Press "Enter" to skip to content

Tujuh ABK KM Garda Nusantara 17 Selamat Dievakuasi, Kapal Tenggelam di Perairan Maluku Utara

Social Media Share

Kepala Kantor SAR Ternate, Iwan Ramdani, saat memberikan keterangan terkait evakuasi awak KM Garda Nusantara 17 yang selamat.(Foto: Basarnas)

TERNATE, NP – Tujuh awak kapal KM Garda Nusantara 17 berhasil dievakuasi dalam keadaan selamat setelah kapal yang mereka tumpangi mengalami kerusakan mesin dan akhirnya tenggelam di perairan antara Pulau Batang Dua dan Kota Ternate, Maluku Utara.

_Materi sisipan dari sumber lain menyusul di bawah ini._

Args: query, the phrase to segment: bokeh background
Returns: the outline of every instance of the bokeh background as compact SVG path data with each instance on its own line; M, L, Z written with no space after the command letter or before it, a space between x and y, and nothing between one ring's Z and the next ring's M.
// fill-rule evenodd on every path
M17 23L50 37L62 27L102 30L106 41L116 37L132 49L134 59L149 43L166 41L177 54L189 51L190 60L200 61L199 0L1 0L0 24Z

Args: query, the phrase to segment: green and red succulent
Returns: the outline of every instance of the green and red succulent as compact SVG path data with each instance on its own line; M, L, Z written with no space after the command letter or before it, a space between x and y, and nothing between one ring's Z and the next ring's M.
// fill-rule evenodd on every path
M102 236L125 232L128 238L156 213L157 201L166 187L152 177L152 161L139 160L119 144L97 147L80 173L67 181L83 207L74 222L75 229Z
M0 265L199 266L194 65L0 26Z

Kepala Kantor SAR Ternate Iwan Ramdani menjelaskan proses evakuasi sempat mengalami kendala akibat cuaca buruk. Namun seluruh korban berhasil diselamatkan dan dibawa ke Pelabuhan Ahmad Yani Ternate menggunakan KM Sabuk Nusantara 115.

“Proses evakuasi sedikit terkendala cuaca buruk, namun seluruh korban berhasil dievakuasi dalam keadaan selamat dan tiba di Pelabuhan Ahmad Yani Ternate menggunakan kapal Sabuk Nusantara 115,” ujar Iwan dalam keterangan pers, Minggu (15/3/2026).

Ia menambahkan, kapal KM Garda Nusantara 17 tidak dapat diselamatkan dan akhirnya karam serta tenggelam di perairan antara Pulau Batang Dua dan Kota Ternate.

Pada pukul 15.15 WIT, tujuh korban berhasil dievakuasi ke atas KM Sabuk Nusantara 115 dan selanjutnya dibawa menuju Pelabuhan Ahmad Yani Ternate.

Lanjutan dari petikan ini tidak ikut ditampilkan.